We didn't say a word about what she was going through. We didn't have a single conversation about anything serious, even though I am sure it was on all of our minds. But not a word, even though Laurie and I had gone over and over how important it was to talk things through a few days before that, mouthing platitudes and overstating all the right words.

Typical us, I suppose. But maybe it wasn't the right place to do so. Besides, the kids were there.

Instead, we focused on having a good time. And I have to admit, Laurie was lovely. It was almost a side of her I haven't seen in years. She was laughing and making dirty jokes (just as dirty as the ones I like), and at one point, she made a joke with Kerrie that made her laugh so hard she was crying. I found myself having trouble laughing along and that's when it dawned on me: You're the one who has to loosen the hell up, Teddy.

At one point, Mom started talking about ghosts in the family house. We were talking about the Amityvile Horror and mom started talking about one time that a door slammed shut in our garage without warning. I couldn't help it, I had to tape a little bit of her conversation.

Kerrie, who was sitting next to me, turned and looked at me, as I was taping. I shrugged, sheepishly. "I know."



Tuesday afternoon, Laurie sent me a text message. I didn't get it until six that night. My phone had died at work.

Before I could respond, Kerrie called me. "She does have has cancer, Teddy."

What? What about the blood work? What about..

I immediately called dad. "What's going on?"

Dad sounded strong and upbeat. Despite the news. Typical. "The sample they took shows she has cancer, Ted. The good news is, since her blood work was positive, it means it hasn't entered her blood stream, and so they think it's probably Stage 1 or 2. They'll know more once they do the colonoscopy this month. But if it is what they think, she won't need surgery, and their recommended treatment course is radiation and chemo.

"It's going to be a really sucky three months," Dad continued. "But she is going to get through it and I am going to be here to take care of her through the whole thing. The hospital she will be going to is only ten minutes away and they are affiiated with Dana Farber. And, our doctor is one of the best."

"That's good news," I said. Well, ish.

"And what I am telling all of you kids is we DO NOT want you to stop what you're doing and we WANT you to live your lives. The only thing we ask is if we need you, please be there.

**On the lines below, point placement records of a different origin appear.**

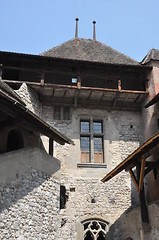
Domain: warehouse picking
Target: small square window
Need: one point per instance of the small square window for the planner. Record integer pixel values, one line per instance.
(57, 113)
(91, 140)
(66, 113)
(74, 80)
(97, 127)
(84, 127)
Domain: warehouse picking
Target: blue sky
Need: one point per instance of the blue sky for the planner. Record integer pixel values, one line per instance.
(33, 26)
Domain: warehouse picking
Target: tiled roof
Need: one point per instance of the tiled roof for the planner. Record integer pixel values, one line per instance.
(11, 98)
(89, 50)
(153, 54)
(8, 90)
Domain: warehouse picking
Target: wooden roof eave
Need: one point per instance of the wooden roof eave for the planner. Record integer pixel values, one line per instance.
(50, 85)
(131, 161)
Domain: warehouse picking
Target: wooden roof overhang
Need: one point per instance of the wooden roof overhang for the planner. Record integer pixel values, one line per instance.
(138, 157)
(87, 96)
(12, 110)
(45, 59)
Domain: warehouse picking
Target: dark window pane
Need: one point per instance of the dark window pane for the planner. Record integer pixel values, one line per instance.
(98, 144)
(74, 80)
(97, 127)
(85, 144)
(57, 113)
(66, 113)
(85, 127)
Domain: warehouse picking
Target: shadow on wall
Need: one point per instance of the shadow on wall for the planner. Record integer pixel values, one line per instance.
(22, 172)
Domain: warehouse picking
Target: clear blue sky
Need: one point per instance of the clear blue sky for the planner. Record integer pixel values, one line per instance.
(33, 26)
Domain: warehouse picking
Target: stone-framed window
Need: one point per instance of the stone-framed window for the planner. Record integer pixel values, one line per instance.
(91, 141)
(61, 113)
(95, 229)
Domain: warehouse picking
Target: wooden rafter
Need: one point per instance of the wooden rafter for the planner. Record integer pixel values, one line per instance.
(142, 170)
(134, 179)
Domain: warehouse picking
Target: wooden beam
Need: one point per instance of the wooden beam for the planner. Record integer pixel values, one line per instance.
(75, 99)
(115, 99)
(36, 84)
(143, 206)
(134, 179)
(42, 80)
(142, 170)
(89, 95)
(0, 71)
(51, 148)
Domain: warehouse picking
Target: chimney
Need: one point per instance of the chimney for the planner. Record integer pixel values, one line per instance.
(76, 33)
(94, 30)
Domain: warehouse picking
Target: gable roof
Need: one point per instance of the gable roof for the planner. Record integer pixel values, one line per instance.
(89, 50)
(153, 54)
(12, 106)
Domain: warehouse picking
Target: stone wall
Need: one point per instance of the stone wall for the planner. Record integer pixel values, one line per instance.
(88, 197)
(29, 195)
(29, 207)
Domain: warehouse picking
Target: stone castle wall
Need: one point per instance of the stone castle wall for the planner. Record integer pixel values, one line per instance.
(90, 197)
(87, 196)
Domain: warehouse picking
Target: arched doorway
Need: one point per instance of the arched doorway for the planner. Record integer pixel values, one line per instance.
(95, 229)
(14, 140)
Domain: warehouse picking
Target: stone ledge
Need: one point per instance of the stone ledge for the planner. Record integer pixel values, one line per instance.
(91, 165)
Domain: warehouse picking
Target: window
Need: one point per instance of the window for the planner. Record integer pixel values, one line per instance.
(57, 113)
(74, 80)
(91, 141)
(95, 229)
(61, 113)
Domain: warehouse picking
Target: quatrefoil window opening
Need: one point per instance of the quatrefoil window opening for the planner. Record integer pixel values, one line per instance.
(94, 230)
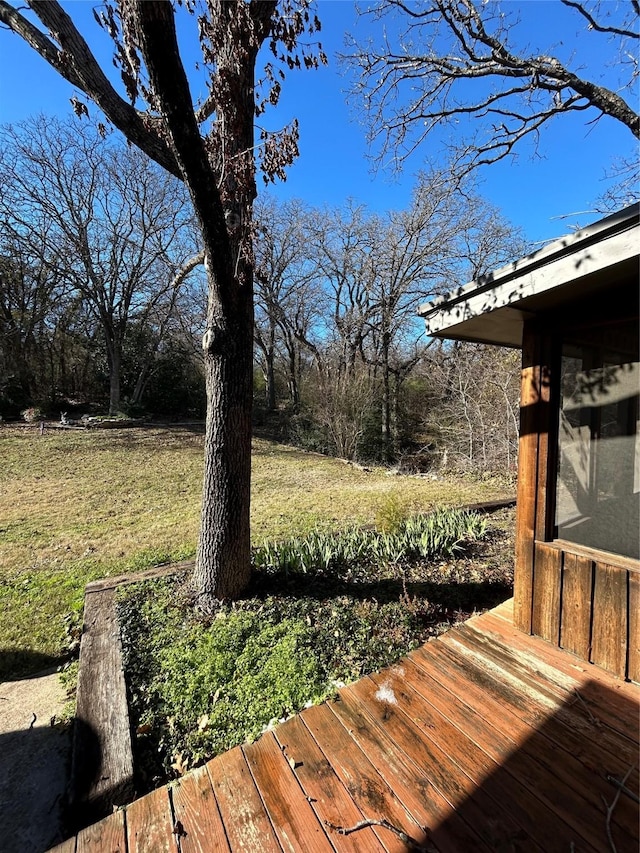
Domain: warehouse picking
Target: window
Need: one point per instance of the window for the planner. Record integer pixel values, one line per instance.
(598, 487)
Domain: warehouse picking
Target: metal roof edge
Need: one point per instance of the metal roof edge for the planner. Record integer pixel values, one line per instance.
(614, 223)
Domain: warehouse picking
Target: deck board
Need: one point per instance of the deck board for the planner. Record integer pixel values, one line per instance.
(294, 821)
(483, 739)
(196, 814)
(324, 791)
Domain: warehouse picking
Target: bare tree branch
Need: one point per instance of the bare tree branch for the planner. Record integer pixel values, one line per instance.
(454, 61)
(71, 57)
(593, 24)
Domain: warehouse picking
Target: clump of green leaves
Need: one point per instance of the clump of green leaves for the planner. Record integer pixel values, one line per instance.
(322, 610)
(424, 537)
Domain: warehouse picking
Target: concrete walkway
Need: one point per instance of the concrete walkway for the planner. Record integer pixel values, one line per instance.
(34, 764)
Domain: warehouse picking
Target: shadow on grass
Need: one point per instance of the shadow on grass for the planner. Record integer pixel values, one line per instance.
(20, 663)
(453, 596)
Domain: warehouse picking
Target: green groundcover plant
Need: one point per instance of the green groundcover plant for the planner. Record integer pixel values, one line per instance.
(322, 610)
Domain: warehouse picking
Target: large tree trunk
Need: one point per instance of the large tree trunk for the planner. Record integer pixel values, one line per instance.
(223, 205)
(223, 563)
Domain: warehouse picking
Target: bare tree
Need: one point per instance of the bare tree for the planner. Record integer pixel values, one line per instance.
(285, 300)
(211, 147)
(119, 232)
(443, 61)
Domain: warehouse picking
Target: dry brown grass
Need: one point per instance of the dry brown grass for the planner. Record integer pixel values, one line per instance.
(76, 505)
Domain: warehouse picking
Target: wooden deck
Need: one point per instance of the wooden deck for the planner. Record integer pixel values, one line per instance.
(484, 739)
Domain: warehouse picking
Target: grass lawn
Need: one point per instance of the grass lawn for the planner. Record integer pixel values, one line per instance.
(78, 505)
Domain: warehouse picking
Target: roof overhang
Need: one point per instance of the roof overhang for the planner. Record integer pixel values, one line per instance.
(492, 309)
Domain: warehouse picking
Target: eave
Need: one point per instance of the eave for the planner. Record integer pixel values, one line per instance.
(492, 309)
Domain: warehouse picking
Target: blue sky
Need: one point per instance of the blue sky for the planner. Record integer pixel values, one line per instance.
(546, 196)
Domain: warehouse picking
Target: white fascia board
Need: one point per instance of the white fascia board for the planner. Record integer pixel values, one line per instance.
(510, 286)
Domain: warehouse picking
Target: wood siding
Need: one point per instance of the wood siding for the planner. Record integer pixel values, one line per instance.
(583, 600)
(484, 739)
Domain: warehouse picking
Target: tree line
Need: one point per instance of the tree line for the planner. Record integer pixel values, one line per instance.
(209, 144)
(102, 304)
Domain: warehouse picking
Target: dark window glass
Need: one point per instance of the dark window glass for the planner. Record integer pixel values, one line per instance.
(598, 491)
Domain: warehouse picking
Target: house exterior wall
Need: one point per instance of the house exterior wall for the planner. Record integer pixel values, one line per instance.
(584, 600)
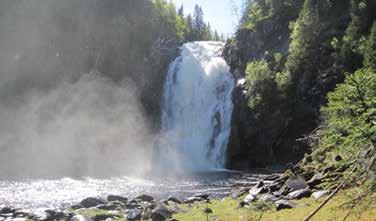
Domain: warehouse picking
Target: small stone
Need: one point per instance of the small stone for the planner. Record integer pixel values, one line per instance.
(338, 158)
(161, 213)
(203, 196)
(283, 204)
(320, 194)
(174, 199)
(91, 202)
(134, 214)
(146, 198)
(117, 198)
(193, 199)
(208, 211)
(258, 190)
(296, 184)
(249, 198)
(298, 194)
(7, 210)
(80, 218)
(268, 198)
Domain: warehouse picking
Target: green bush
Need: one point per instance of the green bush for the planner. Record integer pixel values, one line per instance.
(350, 116)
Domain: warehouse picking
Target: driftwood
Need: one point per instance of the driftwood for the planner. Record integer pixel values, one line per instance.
(329, 197)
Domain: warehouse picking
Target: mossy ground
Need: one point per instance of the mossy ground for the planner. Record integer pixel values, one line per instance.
(336, 209)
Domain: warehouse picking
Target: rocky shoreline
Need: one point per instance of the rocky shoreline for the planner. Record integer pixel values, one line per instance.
(276, 189)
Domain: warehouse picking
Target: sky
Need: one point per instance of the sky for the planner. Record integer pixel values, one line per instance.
(220, 13)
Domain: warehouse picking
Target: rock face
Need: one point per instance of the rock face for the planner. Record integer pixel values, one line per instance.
(91, 202)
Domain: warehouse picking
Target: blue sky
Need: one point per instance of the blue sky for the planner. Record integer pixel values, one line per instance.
(220, 13)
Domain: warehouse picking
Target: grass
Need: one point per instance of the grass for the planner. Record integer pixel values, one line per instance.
(336, 209)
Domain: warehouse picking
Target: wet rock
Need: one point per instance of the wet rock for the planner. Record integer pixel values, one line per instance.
(122, 199)
(91, 202)
(258, 190)
(315, 180)
(272, 177)
(202, 196)
(80, 218)
(243, 204)
(5, 210)
(207, 211)
(268, 197)
(134, 214)
(174, 199)
(76, 207)
(296, 184)
(283, 204)
(161, 213)
(193, 199)
(105, 216)
(338, 158)
(249, 198)
(146, 215)
(239, 192)
(298, 194)
(320, 194)
(146, 198)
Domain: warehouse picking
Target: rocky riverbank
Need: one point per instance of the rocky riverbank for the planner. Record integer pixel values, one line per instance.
(274, 192)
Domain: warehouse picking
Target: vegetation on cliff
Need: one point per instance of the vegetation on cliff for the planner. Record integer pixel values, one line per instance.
(293, 56)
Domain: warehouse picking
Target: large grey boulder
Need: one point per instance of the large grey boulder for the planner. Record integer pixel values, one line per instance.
(298, 194)
(91, 202)
(283, 204)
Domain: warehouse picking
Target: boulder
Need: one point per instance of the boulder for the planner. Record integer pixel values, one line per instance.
(272, 177)
(296, 184)
(315, 180)
(268, 197)
(193, 199)
(249, 198)
(298, 194)
(134, 214)
(258, 190)
(80, 218)
(283, 204)
(161, 213)
(320, 194)
(146, 198)
(239, 192)
(207, 211)
(105, 216)
(5, 210)
(203, 196)
(109, 206)
(117, 198)
(174, 199)
(92, 202)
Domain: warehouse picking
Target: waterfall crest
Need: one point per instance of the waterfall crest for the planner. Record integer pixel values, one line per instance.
(197, 108)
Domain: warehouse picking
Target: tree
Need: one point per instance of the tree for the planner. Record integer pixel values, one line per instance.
(301, 64)
(198, 23)
(370, 50)
(181, 11)
(350, 122)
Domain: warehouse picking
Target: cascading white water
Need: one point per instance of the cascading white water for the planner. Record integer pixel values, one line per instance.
(196, 108)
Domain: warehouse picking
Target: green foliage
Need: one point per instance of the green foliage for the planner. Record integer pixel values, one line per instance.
(260, 81)
(370, 49)
(303, 48)
(350, 122)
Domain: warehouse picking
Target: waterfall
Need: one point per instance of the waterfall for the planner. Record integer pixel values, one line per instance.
(196, 108)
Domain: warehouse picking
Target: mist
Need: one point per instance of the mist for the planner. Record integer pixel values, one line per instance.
(69, 106)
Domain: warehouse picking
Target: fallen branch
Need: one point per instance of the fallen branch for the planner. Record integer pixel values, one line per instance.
(330, 196)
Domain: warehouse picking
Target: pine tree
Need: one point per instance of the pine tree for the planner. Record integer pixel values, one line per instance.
(301, 65)
(181, 11)
(370, 50)
(198, 23)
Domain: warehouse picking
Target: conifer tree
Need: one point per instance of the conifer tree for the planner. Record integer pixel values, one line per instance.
(370, 50)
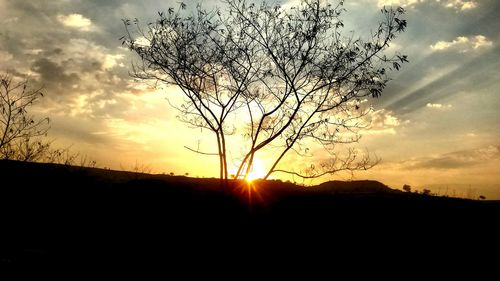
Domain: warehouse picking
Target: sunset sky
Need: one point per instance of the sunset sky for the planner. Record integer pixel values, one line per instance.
(436, 125)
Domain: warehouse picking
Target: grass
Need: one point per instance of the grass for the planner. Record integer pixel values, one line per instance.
(65, 215)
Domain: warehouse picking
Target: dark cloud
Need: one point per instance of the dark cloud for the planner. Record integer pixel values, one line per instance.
(457, 159)
(54, 74)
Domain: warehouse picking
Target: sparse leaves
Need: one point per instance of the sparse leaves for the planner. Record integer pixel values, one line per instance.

That's all."

"Dad, you know we will. We love you guys."

"We love you, too. And Mom is going to get through this."

Honestly? I think so too. I feel it in my gut. Even though we've gone from "might" to "has" in under a week, I know Mom has the might and the strength to get through this. And she'll have her whole family by her side. These next four months may be horrible, but at least we know what she's facing now, which is a relief.

Don't think it hasn't crossed my mind that there's ben so much talk of cancer in the news these days, what with David Bowie and Alan Rickman. And Jim. Not to mention, Corb's mom had a smaller cancer scare while all this has been taking place. What's going on?

Never mind that. Now is the time to take care of this. Now is the time to get past this...together. I'm going to think positive and be there for my mom every step of the way.